When pay increases are smaller then ever before, giving employees an option to save up to hundreds of dollars each month on holiday shopping - while preserving valuable productive work time - makes good financial sense.
Enter access to online discount shopping as a voluntary benefit. It will save employees time, money, frustration and help them be more efficient using social media. Further, most online and offline discount shopping systems can be provided at no or little cost to the employer. There's usually no need for payroll deduction, onsite group meetings, one-on-one enrollments, and no need for selling.
Some of the top consultants and brokers quietly have been offering an discount shopping benefits, including world's largest brokerage firm Marsh. Rob Shestack, Marsh's national practice leader, has been promoting an online tool for employees of Fortune 100 employers to shop and get heavily discounted deals.
The key to finding a quality employee benefit discount shopping provider is looking for a partner that has:
* Operated for more than four years.
* Ratings from the Better Business Bureau and Dun & Bradstreet.

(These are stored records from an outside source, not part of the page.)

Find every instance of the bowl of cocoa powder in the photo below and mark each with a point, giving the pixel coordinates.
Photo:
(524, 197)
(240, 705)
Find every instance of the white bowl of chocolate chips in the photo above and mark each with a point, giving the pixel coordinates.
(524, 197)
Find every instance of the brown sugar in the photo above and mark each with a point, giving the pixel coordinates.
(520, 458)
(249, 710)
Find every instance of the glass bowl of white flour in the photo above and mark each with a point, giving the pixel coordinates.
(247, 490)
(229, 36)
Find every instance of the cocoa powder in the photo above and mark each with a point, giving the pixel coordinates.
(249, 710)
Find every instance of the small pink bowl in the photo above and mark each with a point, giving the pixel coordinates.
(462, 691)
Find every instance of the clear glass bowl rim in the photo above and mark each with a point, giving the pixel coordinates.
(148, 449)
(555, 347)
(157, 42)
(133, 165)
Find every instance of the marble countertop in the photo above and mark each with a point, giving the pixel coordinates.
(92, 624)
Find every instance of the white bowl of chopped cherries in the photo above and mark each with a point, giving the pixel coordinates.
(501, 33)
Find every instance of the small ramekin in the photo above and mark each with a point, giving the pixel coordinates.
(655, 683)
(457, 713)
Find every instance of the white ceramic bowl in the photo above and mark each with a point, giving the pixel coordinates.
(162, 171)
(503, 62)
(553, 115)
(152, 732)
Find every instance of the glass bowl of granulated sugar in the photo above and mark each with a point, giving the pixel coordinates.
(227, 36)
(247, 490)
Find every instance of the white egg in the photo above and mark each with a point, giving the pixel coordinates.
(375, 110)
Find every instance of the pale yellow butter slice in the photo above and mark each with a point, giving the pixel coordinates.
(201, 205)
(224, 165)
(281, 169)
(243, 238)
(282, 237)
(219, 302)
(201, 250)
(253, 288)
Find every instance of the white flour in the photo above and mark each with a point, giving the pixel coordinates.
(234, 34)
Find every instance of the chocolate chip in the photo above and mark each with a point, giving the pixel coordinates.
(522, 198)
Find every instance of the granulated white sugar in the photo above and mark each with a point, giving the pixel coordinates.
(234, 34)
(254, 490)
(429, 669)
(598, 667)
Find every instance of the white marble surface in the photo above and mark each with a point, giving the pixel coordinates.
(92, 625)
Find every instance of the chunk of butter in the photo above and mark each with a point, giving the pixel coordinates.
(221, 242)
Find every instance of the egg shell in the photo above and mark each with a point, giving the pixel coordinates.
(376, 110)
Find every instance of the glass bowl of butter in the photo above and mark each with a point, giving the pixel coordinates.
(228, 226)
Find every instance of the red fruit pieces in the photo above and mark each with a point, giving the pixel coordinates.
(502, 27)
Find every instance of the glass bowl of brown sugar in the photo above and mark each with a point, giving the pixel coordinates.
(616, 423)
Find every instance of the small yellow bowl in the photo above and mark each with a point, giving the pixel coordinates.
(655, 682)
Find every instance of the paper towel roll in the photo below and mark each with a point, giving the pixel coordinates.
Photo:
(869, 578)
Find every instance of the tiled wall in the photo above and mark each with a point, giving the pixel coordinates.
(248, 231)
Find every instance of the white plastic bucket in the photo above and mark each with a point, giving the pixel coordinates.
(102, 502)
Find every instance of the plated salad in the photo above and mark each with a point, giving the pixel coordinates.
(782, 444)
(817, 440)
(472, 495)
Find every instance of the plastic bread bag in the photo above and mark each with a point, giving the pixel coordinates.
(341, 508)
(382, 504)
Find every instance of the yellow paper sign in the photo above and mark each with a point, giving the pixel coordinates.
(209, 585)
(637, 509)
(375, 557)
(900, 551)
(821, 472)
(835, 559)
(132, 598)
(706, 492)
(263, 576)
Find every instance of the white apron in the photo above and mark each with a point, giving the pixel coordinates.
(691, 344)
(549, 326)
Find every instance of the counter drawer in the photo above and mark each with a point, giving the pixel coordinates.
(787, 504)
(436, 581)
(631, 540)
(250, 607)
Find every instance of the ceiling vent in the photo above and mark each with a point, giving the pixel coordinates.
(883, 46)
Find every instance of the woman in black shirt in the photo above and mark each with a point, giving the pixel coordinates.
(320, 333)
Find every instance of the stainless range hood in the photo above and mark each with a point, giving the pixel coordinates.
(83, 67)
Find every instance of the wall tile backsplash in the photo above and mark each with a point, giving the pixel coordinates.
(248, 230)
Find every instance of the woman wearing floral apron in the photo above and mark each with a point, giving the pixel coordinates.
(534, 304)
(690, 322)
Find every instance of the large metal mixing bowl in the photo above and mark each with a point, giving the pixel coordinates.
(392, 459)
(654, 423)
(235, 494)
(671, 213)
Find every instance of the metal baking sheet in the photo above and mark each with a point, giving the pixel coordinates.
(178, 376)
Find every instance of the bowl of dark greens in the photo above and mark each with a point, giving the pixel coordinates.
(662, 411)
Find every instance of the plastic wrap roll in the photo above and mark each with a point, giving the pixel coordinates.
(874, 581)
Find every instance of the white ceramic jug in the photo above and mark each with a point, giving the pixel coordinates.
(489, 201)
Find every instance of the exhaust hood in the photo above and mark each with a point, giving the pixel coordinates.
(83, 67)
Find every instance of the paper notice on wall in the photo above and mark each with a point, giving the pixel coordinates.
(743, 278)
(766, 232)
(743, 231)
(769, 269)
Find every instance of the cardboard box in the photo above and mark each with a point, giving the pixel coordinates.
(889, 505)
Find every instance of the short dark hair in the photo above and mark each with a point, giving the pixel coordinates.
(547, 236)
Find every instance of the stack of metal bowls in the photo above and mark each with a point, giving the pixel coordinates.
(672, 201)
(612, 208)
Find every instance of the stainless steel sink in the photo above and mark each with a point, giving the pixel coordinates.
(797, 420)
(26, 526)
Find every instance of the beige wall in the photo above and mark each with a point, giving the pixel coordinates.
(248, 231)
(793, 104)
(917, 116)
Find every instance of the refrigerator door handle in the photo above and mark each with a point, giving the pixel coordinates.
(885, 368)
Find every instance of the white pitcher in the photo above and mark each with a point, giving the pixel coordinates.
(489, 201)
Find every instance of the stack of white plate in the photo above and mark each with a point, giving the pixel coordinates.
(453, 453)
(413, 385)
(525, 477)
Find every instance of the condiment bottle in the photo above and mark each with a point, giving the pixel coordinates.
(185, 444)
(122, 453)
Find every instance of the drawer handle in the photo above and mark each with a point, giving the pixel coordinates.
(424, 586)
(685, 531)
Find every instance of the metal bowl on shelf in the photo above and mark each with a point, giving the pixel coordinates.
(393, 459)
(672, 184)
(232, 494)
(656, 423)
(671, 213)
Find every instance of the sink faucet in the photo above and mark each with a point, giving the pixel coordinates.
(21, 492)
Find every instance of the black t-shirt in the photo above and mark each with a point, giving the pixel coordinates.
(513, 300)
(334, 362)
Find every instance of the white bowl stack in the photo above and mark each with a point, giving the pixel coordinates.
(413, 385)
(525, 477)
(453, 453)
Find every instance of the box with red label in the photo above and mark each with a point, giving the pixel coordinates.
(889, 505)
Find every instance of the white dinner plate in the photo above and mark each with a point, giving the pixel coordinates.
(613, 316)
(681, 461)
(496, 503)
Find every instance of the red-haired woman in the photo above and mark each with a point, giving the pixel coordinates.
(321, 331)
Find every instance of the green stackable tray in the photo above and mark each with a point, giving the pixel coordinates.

* A financially stable history with many existing clients and merchants in their network.
* More than 400 online merchants and more than 1,000 offline merchants in their network.
* No funding from a multilevel network marketing as their sales and distribution source.
* The ability to provide total customer support.
Rob J. Thurston, president of the HR Consulting Group, has implemented and designed some of the nation's largest-selling employee benefits software systems. Currently, he is working on developing several advanced technology systems for both HR and for employee benefits. Thurston can be reached at 888-438-9445 or firstname.lastname@example.org.
Online discount shopping tips
*Set a budget. The same speed that lets you compare so many items can also present you with so many options that you lose sight of your budget.
* Research the product before you buy. Rarely will you come across a product that you can't find more about online.
* Beware impulse shopping. With the Internet powering your search, the speed and ease of your shopping can also let you make snap decisions that you regret later.
* What's the overall price? Make sure you tack on any shipping and handling charges to get an accurate picture of the cost.
* Plan ahead. Remember that you will have an incredible amount of discount shopping information at the tips of your fingers. Focus on the needs you mapped out so you don't get lost.
Although many companies continue to tighten their financial belts, when it comes to voluntary benefits, employers are much more employee- focused, as opposed to cost-driven.
Seventy-five percent of employers say their top reason for offering voluntary benefits is to expand the benefits options available to employees, with 42% offering voluntary benefits to fulfill an employee need, and 30% offering them at employees' request, according to a study released by Prudential.
Eighty-five percent of employers say they offer one or more voluntary benefits, including life insurance (63%), disability insurance (56%) and dental insurance (52%). Ranking lower were critical illness insurance (35%) and long-term care insurance (33%).
The study found a correlation between voluntary benefits offerings and employee satisfaction. For employers, employee satisfaction is the top gauge of success (47%), followed by achieving a certain set participation rate (34%).